Re: File systems usage patterns and NAND lifetime

2008-10-16 Thread Artem Bityutskiy
Hi,

Philippe Clérié wrote:
 Valerie Henson blogged about SSD's a while back 
 (http://valhenson.livejournal.com/25228.html). Since then I've made 
 sure I back up anything I have on flash.

Yeah, managed flashes are tricky. If you are interested, here is some
short writing about raw flash vs. managed flash:

http://www.linux-mtd.infradead.org/doc/ubifs.html#L_raw_vs_ftl

-- 
Best Regards,
Artem Bityutskiy (Артём Битюцкий)
___
Devel mailing list
Devel@lists.laptop.org
http://lists.laptop.org/listinfo/devel


File systems usage patterns and NAND lifetime

2008-10-10 Thread Deepak Saxena

I attended and Embedded Linux Conference [1] last week  at which I
saw a great talk on Managing NAND Over A Product Lifecycle [2].

The speaker presented the case of determining whether a choosen
NAND HW and SW combination will survive the estimated lifecycle 
of a product. As an example, he used a GPS device his firm worked
on in which they had some very specific usage data such as:

- The average runtime for the device is 4 hours a day, during
  which we will see 100bytes/second of application logs
  written, 2300 bytes written for the addressbook, 
  1KiB/second used for temporary storage as mapes are
  decompressed.

- The user will on average update the map data from his/her
  PC every such that it requires 3GiB writes/quarter.

- OS and application updates require 32MiB/quarter.

There were many other data points, please refer to the slides
for full details.

With this data, they were able to  generate an I/O model of the 
application that was used to drive nandsim, an in-kernel NAND device
simulator. By doing this, they were to replicate the product's expected 
lifetime before user replacement (3 years) in a matter of a few days.
nandsim + the UBI reporting mechanisms were used to generate detailed 
reports of the wear leveling behaviour of the system, how the filesystem 
reacted to bitflips, bad pages, etc. Using this they were able to 
determine how to layout their filesystem and to meet the lifecylce 
requirement. After this was done, they used the same I/O model was used 
to rapidly drive a real device toward failure modes to see how it
would react.
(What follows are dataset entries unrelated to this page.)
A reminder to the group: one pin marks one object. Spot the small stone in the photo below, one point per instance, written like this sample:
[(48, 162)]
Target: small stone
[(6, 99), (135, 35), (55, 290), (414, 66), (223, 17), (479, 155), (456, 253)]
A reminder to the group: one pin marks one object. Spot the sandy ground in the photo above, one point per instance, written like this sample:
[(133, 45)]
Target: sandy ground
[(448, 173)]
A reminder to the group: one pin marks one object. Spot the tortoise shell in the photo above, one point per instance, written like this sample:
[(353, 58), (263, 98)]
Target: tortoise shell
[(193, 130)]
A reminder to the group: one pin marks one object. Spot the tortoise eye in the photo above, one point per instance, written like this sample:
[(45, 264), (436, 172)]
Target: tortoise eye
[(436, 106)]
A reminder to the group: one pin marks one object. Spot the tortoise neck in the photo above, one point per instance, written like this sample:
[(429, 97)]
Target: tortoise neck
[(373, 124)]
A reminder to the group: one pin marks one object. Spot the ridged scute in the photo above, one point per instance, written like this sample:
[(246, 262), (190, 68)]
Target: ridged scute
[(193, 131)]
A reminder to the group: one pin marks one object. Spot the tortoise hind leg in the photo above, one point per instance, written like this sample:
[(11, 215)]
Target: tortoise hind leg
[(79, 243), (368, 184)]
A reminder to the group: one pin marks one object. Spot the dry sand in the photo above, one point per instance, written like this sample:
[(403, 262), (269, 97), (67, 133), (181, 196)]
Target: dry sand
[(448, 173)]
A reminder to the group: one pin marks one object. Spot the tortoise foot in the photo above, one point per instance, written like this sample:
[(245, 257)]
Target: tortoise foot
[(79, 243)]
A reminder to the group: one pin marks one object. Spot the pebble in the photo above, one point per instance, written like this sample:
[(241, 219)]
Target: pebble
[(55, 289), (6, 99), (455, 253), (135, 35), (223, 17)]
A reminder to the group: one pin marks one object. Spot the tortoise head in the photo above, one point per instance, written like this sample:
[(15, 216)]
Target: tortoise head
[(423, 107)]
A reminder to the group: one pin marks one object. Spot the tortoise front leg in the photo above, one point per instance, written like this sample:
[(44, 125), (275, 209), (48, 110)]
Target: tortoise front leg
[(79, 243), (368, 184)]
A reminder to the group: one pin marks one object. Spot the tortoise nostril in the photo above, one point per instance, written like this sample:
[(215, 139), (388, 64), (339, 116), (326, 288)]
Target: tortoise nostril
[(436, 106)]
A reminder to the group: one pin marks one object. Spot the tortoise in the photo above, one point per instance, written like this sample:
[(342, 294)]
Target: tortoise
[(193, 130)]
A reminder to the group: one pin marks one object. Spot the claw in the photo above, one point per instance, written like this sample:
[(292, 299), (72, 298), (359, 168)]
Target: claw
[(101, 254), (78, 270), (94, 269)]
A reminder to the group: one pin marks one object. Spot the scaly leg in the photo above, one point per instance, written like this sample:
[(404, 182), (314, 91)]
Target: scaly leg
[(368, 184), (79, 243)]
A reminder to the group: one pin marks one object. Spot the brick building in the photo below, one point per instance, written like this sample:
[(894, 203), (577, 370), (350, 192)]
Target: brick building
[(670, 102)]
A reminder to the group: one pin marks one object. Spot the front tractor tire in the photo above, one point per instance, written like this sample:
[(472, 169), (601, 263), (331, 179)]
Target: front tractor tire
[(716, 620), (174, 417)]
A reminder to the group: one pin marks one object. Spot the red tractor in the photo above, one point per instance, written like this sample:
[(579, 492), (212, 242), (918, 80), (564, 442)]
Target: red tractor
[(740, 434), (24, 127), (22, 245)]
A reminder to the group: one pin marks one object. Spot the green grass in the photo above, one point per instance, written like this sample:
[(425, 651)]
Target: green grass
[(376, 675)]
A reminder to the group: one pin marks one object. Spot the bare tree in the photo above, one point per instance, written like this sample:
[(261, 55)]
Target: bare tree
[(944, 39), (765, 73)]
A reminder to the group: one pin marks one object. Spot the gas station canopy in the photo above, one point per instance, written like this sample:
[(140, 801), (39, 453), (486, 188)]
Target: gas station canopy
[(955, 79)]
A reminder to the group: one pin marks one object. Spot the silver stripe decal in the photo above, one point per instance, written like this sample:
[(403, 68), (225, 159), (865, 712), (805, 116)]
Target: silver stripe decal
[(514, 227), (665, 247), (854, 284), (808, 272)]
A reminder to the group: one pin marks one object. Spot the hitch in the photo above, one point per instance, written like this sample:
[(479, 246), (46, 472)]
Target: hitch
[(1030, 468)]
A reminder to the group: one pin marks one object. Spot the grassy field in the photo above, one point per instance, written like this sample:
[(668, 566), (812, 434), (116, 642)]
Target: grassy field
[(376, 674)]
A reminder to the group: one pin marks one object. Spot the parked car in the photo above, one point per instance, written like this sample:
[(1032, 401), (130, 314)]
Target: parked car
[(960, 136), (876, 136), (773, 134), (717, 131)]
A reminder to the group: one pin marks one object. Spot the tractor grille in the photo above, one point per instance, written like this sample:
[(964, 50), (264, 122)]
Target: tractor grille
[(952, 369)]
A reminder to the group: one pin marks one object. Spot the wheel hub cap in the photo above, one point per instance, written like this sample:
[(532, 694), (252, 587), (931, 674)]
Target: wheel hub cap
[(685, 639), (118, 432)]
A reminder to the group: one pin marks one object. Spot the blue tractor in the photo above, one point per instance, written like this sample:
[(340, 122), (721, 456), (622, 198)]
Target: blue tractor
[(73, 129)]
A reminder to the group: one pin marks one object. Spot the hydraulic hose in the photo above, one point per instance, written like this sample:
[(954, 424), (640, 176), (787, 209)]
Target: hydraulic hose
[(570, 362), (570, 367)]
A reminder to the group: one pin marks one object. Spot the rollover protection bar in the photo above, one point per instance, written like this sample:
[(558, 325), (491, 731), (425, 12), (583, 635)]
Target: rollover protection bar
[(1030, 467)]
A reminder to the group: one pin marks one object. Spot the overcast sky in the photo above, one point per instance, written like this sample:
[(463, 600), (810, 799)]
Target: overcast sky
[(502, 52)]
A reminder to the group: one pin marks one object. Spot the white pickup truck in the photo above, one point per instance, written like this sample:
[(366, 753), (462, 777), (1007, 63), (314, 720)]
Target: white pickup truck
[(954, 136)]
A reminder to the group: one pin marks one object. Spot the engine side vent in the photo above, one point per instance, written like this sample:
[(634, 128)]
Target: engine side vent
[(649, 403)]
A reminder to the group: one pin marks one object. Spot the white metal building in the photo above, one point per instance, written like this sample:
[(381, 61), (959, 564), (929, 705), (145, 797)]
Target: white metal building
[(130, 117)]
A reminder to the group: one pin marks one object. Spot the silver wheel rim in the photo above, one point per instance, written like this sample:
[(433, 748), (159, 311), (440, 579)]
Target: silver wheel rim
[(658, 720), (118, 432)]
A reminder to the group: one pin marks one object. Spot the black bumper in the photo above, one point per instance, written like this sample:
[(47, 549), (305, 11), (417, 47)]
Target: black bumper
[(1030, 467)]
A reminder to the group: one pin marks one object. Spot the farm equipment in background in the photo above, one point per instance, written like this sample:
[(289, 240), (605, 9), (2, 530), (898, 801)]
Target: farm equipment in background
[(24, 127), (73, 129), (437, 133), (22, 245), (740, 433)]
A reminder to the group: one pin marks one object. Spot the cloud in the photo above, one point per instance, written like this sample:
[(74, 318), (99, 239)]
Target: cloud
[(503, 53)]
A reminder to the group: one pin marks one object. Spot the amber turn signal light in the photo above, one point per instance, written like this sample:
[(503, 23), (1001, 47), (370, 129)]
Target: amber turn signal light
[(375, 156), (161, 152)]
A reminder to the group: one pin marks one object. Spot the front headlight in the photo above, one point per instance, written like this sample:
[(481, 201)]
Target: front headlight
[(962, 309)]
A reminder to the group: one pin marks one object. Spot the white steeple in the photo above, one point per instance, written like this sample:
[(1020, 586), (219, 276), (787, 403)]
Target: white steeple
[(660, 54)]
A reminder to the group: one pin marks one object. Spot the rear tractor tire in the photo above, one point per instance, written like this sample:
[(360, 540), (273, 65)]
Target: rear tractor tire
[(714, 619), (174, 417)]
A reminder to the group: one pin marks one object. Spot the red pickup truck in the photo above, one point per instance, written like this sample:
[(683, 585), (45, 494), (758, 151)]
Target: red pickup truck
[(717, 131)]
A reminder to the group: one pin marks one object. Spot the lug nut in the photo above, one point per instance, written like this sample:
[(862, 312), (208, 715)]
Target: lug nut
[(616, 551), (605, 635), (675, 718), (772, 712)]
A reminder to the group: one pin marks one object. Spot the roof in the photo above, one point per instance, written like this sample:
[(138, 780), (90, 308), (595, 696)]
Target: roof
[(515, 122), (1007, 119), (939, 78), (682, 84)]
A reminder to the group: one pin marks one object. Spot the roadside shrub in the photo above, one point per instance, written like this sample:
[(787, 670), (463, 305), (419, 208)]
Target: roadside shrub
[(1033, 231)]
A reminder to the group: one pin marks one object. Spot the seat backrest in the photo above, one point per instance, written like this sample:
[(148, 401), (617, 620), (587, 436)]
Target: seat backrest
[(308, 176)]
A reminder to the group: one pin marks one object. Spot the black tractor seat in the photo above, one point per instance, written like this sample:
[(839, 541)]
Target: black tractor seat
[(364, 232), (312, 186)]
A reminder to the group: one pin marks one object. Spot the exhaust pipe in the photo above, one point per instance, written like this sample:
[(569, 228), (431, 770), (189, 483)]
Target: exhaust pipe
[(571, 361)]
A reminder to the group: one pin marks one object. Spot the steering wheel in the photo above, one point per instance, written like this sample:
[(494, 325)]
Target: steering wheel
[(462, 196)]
If it didn't survive for the expected lifecycle,
they could analyze the data and figure out what settings to tweak.

In this talk I also learned about the MLC NAND property of read 
disturbance, where a read to one page can cause a bit-flip on an 
adjacent page.

I found the talk fascinating and it has made me wonder if we 
have any idea what our typical deployed usage patterns might 
look like?  How often does the journal write to disk and how 
big is each write write?  How often do systems reboot and 
require a full filesystem read vs simply suspending/resuming?
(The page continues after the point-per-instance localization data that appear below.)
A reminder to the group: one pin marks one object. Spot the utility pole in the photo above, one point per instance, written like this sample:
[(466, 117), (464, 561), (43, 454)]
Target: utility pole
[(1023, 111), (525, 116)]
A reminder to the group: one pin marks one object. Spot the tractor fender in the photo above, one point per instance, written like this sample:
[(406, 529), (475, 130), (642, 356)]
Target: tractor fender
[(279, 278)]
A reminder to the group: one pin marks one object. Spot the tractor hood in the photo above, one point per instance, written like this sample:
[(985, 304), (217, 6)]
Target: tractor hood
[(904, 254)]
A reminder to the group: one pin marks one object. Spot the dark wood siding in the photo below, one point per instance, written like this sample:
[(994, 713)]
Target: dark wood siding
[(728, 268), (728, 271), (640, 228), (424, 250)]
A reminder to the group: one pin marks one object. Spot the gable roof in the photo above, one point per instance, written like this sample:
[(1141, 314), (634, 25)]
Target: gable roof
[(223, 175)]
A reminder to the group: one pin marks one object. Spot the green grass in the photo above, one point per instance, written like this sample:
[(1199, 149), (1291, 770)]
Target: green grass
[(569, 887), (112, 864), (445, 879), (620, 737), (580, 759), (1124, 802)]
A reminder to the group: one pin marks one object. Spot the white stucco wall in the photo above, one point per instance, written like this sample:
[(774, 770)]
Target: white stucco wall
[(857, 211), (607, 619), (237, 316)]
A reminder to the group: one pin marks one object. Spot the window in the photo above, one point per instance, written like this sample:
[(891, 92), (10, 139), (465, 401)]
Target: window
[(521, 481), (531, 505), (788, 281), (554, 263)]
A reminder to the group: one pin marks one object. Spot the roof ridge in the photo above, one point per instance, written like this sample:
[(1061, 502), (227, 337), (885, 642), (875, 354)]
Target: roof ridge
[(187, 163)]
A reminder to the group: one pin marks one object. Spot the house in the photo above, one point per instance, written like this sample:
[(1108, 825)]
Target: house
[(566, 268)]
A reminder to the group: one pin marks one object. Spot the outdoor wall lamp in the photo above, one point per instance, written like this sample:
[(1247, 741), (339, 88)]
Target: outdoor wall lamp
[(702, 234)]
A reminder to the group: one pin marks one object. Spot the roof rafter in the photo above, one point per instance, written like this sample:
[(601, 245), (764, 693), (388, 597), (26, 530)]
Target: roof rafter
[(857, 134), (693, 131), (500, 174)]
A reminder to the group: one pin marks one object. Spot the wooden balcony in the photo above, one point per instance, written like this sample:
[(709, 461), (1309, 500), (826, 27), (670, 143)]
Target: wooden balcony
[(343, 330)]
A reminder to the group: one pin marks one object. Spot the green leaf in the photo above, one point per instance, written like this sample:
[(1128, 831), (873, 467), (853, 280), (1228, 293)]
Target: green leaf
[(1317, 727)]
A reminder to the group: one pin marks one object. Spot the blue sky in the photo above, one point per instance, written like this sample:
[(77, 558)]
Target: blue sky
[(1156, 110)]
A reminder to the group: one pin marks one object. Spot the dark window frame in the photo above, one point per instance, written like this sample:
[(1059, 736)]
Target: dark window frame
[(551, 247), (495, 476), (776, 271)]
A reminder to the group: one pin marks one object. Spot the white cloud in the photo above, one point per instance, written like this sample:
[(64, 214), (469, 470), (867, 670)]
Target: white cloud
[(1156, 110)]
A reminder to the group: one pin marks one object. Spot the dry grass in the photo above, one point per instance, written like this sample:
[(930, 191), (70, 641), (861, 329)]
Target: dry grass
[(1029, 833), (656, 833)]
Related to this topicm I am also wondering  what is the expected 
usable life of the XO? We're used to product replacement every few 
years, sometimes faster depending on the product segment, but I 
doubt countries that are investing $millions expect to only get 
2-3 years of use out of the XO. 

~Deepak

[1] http://mvista.com/vision/
[2] http://www.mvista.com/download/fetchdoc.php?docid=329

-- 
Deepak Saxena - Kernel Developer - [EMAIL PROTECTED]
___
Devel mailing list
Devel@lists.laptop.org
http://lists.laptop.org/listinfo/devel


Re: File systems usage patterns and NAND lifetime

2008-10-10 Thread Martin Langhoff
On Fri, Oct 10, 2008 at 7:17 PM, Deepak Saxena [EMAIL PROTECTED] wrote:
 Related to this topicm I am also wondering  what is the expected
 usable life of the XO?

5 years is what I heard many times. Can't now find a formal source of
it, but it's tatooed in my forehead by raw repetition.

cheers,




m
-- 
 [EMAIL PROTECTED]
 [EMAIL PROTECTED] -- School Server Architect
 - ask interesting questions
 - don't get distracted with shiny stuff  - working code first
 - http://wiki.laptop.org/go/User:Martinlanghoff
___
Devel mailing list
Devel@lists.laptop.org
http://lists.laptop.org/listinfo/devel


Re: File systems usage patterns and NAND lifetime

2008-10-10 Thread Ed McNierney
Deepak -

Thanks very much for the report and the notes; this is great stuff.   
Of course, my first question is to wonder how long that GPS has  
actually been in use by customers g.  Any other real-world NAND data  
would certainly be worth sharing with the team.

- Ed

On Oct 10, 2008, at 2:17 AM, Deepak Saxena wrote:


 I attended and Embedded Linux Conference [1] last week  at which I
 saw a great talk on Managing NAND Over A Product Lifecycle [2].

 The speaker presented the case of determining whether a choosen
 NAND HW and SW combination will survive the estimated lifecycle
 of a product. As an example, he used a GPS device his firm worked
 on in which they had some very specific usage data such as:

 - The average runtime for the device is 4 hours a day, during
  which we will see 100bytes/second of application logs
  written, 2300 bytes written for the addressbook,
  1KiB/second used for temporary storage as mapes are
  decompressed.

 - The user will on average update the map data from his/her
  PC every such that it requires 3GiB writes/quarter.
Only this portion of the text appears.